Mississippi Klan Convictions

This summer is the forty-first since Freedom Summer, when civil rights works stormed into Mississippi to register black voters after President Lyndon B. Johnson signed the Civil Rights Act of 1964 into law. Three workers, James Earl Chaney, Andrew Schwerner, and Andrew Goodman, were kidnapped and murdered by members of the Ku Klux Klan.

Just this morning, the NY Times reports, a Klansman, Edgar Ray Killen, was convicted of manslaughter in all three cases. This case is but one of a series of convictions secured in the last decade in civil rights murders, including the death of Medgar Evers of Mississippi, and the bombing of the 16th Street Baptist Church in Birmingham, Alabama that killed four young girls.

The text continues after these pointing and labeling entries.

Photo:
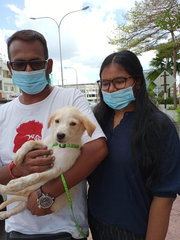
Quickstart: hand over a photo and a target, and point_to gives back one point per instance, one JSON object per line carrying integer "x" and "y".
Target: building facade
{"x": 8, "y": 90}
{"x": 90, "y": 90}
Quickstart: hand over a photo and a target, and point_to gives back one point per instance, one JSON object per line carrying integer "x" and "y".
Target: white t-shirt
{"x": 20, "y": 123}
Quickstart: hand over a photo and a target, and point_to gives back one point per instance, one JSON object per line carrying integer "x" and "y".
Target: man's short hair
{"x": 28, "y": 36}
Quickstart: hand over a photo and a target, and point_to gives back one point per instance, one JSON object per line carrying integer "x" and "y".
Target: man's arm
{"x": 92, "y": 154}
{"x": 32, "y": 163}
{"x": 159, "y": 218}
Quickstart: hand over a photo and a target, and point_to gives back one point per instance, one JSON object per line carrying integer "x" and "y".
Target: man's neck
{"x": 30, "y": 99}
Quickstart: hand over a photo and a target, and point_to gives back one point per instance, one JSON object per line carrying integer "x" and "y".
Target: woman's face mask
{"x": 120, "y": 99}
{"x": 30, "y": 82}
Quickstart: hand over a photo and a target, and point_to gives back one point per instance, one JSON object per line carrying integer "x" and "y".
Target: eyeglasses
{"x": 34, "y": 64}
{"x": 118, "y": 83}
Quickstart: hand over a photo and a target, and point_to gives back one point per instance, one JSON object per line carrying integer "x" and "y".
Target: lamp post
{"x": 75, "y": 73}
{"x": 59, "y": 34}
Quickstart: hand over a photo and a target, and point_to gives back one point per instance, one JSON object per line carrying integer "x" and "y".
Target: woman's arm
{"x": 159, "y": 218}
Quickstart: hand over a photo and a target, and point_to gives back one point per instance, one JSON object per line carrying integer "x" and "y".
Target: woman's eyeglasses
{"x": 118, "y": 83}
{"x": 34, "y": 64}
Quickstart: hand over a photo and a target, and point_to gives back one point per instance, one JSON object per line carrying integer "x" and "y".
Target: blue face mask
{"x": 119, "y": 99}
{"x": 30, "y": 82}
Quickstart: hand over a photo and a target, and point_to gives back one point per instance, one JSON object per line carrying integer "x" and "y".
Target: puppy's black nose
{"x": 60, "y": 136}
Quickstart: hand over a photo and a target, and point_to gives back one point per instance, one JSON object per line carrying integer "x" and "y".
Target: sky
{"x": 84, "y": 34}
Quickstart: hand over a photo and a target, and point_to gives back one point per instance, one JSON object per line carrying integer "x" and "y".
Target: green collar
{"x": 63, "y": 145}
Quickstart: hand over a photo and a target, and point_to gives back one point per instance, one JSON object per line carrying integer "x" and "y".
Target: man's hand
{"x": 33, "y": 206}
{"x": 35, "y": 161}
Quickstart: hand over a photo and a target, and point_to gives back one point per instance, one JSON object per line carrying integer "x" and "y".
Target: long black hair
{"x": 149, "y": 129}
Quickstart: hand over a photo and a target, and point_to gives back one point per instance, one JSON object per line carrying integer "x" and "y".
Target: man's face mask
{"x": 30, "y": 82}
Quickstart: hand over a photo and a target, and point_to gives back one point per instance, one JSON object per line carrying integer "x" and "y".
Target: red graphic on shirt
{"x": 27, "y": 131}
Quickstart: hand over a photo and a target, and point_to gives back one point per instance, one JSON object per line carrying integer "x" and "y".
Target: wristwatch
{"x": 44, "y": 200}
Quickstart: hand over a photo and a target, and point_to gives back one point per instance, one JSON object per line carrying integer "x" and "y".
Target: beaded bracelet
{"x": 10, "y": 166}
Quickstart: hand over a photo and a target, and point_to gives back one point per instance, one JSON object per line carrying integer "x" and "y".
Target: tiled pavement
{"x": 174, "y": 226}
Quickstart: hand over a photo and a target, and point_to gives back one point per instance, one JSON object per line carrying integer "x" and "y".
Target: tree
{"x": 148, "y": 24}
{"x": 162, "y": 61}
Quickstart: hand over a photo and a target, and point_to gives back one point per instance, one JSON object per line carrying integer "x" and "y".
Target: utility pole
{"x": 165, "y": 85}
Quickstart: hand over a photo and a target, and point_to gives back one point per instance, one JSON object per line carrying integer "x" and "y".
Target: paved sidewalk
{"x": 174, "y": 225}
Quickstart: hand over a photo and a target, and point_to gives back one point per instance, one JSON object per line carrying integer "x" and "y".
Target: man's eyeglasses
{"x": 118, "y": 83}
{"x": 34, "y": 64}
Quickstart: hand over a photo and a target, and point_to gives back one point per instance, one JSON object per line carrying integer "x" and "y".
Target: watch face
{"x": 45, "y": 201}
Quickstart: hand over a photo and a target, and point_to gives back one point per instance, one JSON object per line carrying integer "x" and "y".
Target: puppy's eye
{"x": 72, "y": 124}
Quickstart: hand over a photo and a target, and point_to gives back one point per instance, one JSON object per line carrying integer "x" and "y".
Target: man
{"x": 25, "y": 119}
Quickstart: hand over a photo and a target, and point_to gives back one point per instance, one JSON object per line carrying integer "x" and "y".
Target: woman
{"x": 132, "y": 191}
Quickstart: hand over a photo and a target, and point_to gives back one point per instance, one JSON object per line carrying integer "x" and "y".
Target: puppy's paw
{"x": 2, "y": 189}
{"x": 3, "y": 215}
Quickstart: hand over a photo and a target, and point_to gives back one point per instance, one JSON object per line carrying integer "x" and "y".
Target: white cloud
{"x": 83, "y": 34}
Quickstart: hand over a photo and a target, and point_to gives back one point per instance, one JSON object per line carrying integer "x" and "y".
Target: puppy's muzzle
{"x": 60, "y": 136}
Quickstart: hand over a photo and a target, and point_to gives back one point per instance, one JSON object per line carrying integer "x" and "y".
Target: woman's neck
{"x": 119, "y": 114}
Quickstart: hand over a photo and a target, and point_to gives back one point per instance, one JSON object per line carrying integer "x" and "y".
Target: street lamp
{"x": 75, "y": 73}
{"x": 59, "y": 34}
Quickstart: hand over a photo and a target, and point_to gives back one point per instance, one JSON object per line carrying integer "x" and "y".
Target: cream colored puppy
{"x": 67, "y": 126}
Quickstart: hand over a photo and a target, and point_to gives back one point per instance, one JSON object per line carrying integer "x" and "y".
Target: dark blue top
{"x": 117, "y": 193}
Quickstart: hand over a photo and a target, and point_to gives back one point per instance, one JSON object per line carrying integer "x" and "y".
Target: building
{"x": 90, "y": 90}
{"x": 8, "y": 90}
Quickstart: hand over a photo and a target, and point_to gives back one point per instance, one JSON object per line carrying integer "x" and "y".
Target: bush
{"x": 178, "y": 114}
{"x": 169, "y": 100}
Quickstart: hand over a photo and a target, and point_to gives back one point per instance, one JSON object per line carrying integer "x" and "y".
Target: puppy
{"x": 67, "y": 126}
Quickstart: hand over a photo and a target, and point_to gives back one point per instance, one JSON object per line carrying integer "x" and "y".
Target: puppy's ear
{"x": 89, "y": 126}
{"x": 50, "y": 119}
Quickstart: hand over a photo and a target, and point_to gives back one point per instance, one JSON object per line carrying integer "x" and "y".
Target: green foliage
{"x": 178, "y": 114}
{"x": 147, "y": 23}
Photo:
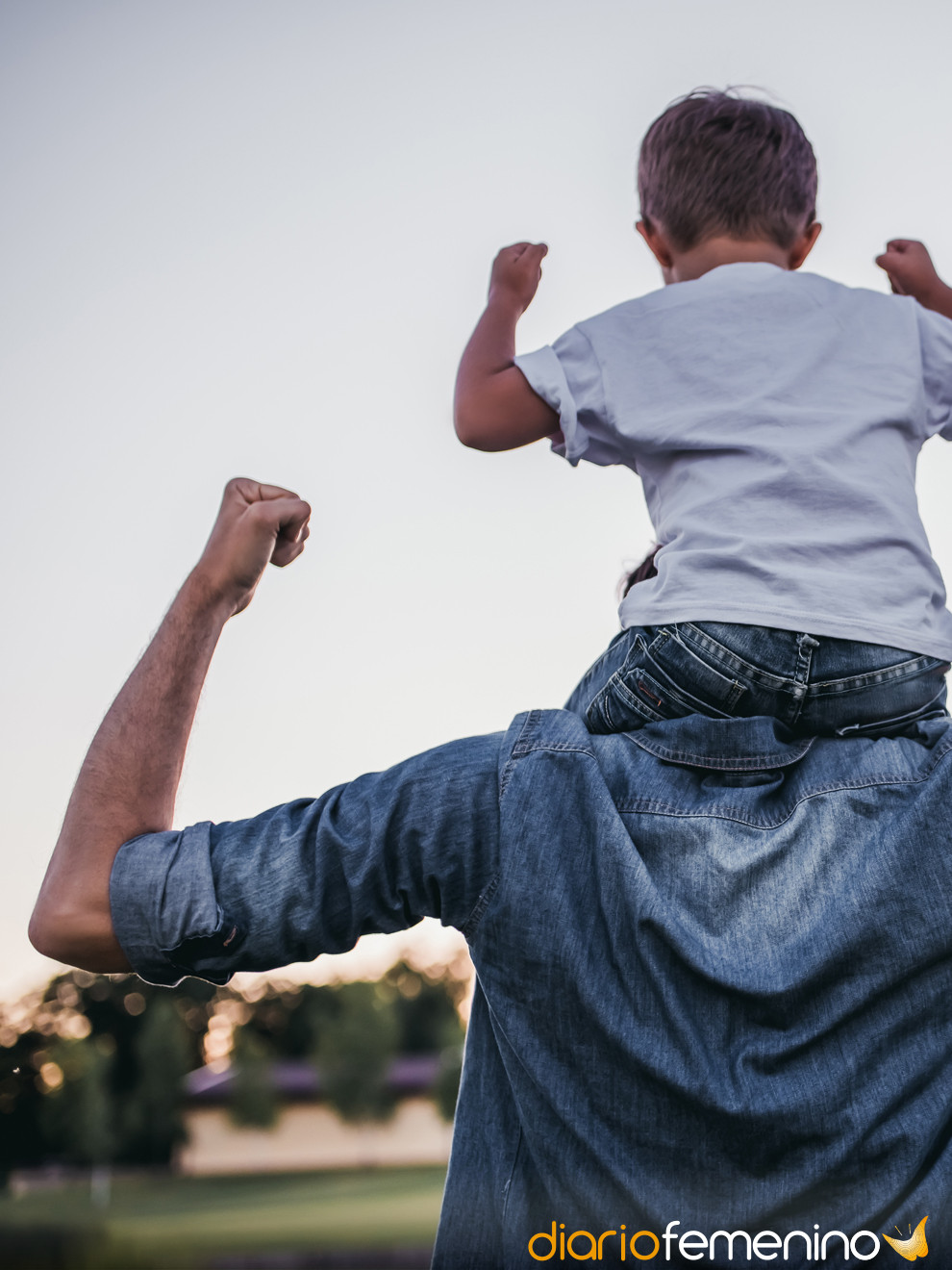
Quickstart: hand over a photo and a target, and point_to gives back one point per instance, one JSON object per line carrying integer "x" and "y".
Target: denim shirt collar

This most recent court case revealed the painful reality that this country still suffers from racial injustice and just plain ignorance. Philadelphia, Mississippi mayor Harlan Majure claimed that the KKK did a lot of good. The jury's refusal to convict for murder, instead choosing manslaughter, was not justice. The wife of slain activist Michael Schwerner said it best:

"The fact that some of these jurors have lived all these years, and could not bring themselves to recognize that these were murders, indicates that there are still some people among you who choose to look aside, who choose to not see the truth."